Using a Makefile for science!
The declarative style of a Makefile (or substitute your own language-of-choice’s implementation of *akefiles) lends itself well to scientific processes, where a reproducible method is crucial. I recently found this out when analysing some data, which consisted of the following:
- compile the source code of the programs I was using
- use these programs on the same data
- plot some summary plots
- show the plots
With the declarative style of Makefiles I could rely on the latest results no matter what changed in the analysis path, for example the plot scripts used in step 3. were listed as a dependency of the step run to make the plots so when the script changed, the plots would be recreated.
Another advantage is that step 2. took a long time, so the “update only when the dependency is out of date” style of makefiles really came in handy.
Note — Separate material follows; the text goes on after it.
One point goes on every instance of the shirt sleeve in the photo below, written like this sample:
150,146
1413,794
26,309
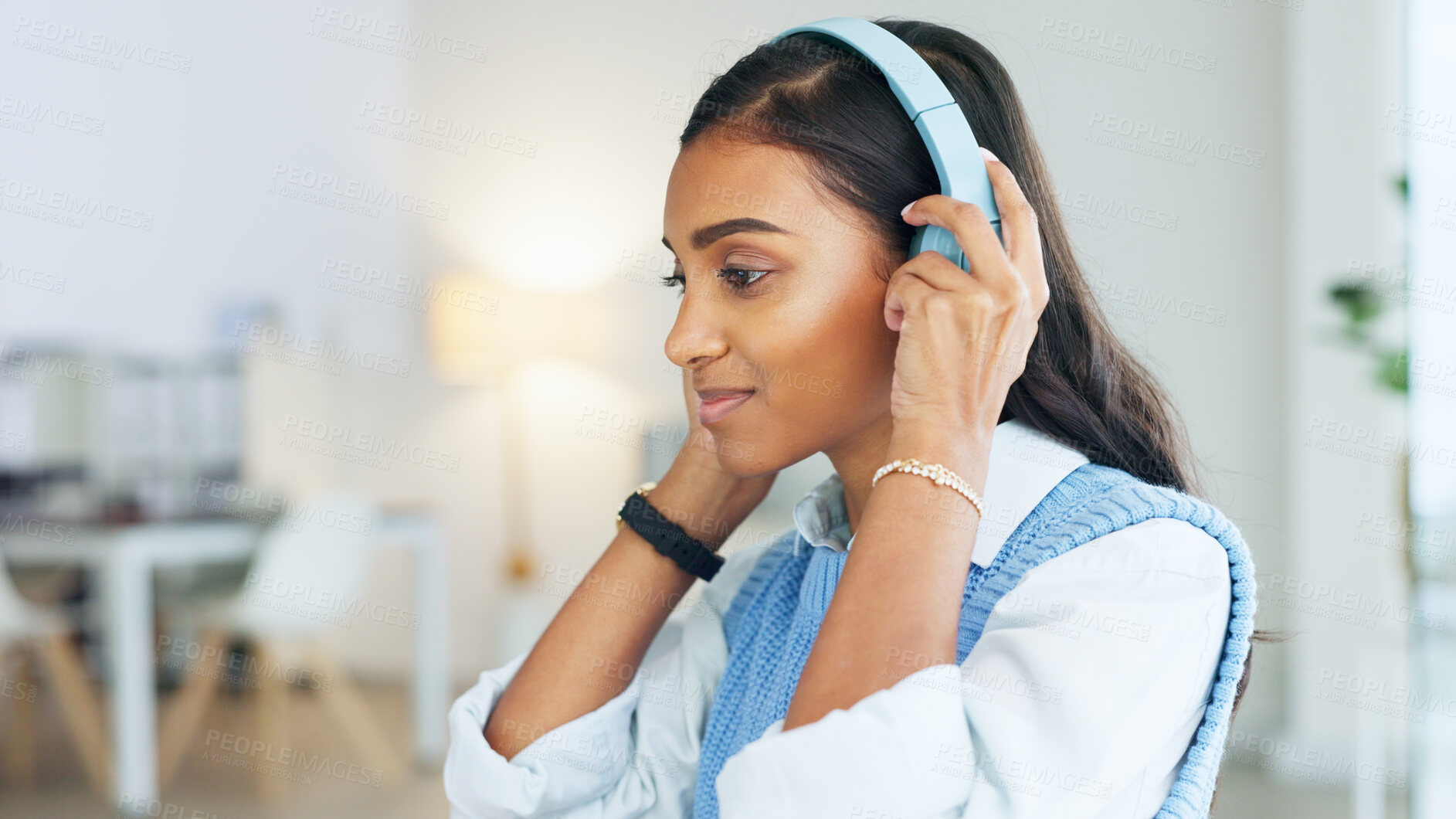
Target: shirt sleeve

I could change the (relatively quick) plotting scripts to my hearts content safe in the knowledge that the data I was using was up to date.
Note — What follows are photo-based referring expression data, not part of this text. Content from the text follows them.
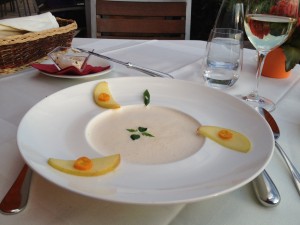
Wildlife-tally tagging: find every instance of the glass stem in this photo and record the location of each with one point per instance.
(261, 60)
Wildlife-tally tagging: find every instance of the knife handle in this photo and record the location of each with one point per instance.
(265, 190)
(16, 198)
(150, 72)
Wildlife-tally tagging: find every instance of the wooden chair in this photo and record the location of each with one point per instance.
(140, 20)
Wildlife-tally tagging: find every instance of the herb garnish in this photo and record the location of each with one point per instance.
(138, 132)
(146, 97)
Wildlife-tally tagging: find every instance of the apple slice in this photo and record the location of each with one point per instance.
(103, 96)
(226, 137)
(100, 166)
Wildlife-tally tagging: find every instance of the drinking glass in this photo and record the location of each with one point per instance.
(268, 24)
(222, 64)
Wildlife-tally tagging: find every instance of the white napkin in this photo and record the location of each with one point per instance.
(21, 25)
For scientific analysis, reproducibility is of prime concern, and should I come back to this project at a later date, the combination of a makefile plus the fact that the project was stored in a git repository makes the code easy to use (the readme just contains the line: make
) and consistent.
A small tip that I did not know before starting out on this endeavour (and is specific to GNU make) is to use $(MAKE)
whenever running make in a subdirectory. This enables parallel job flags (e.g. -j 4
) to be passed down to subsequent make invocations.
For reference, I was getting the message:
warning: jobserver unavailable: using -j1. Add `+' to parent make rule.
when calling subtasks with a simple make
. Now with $(MAKE)
the jobs run in parallel where possible.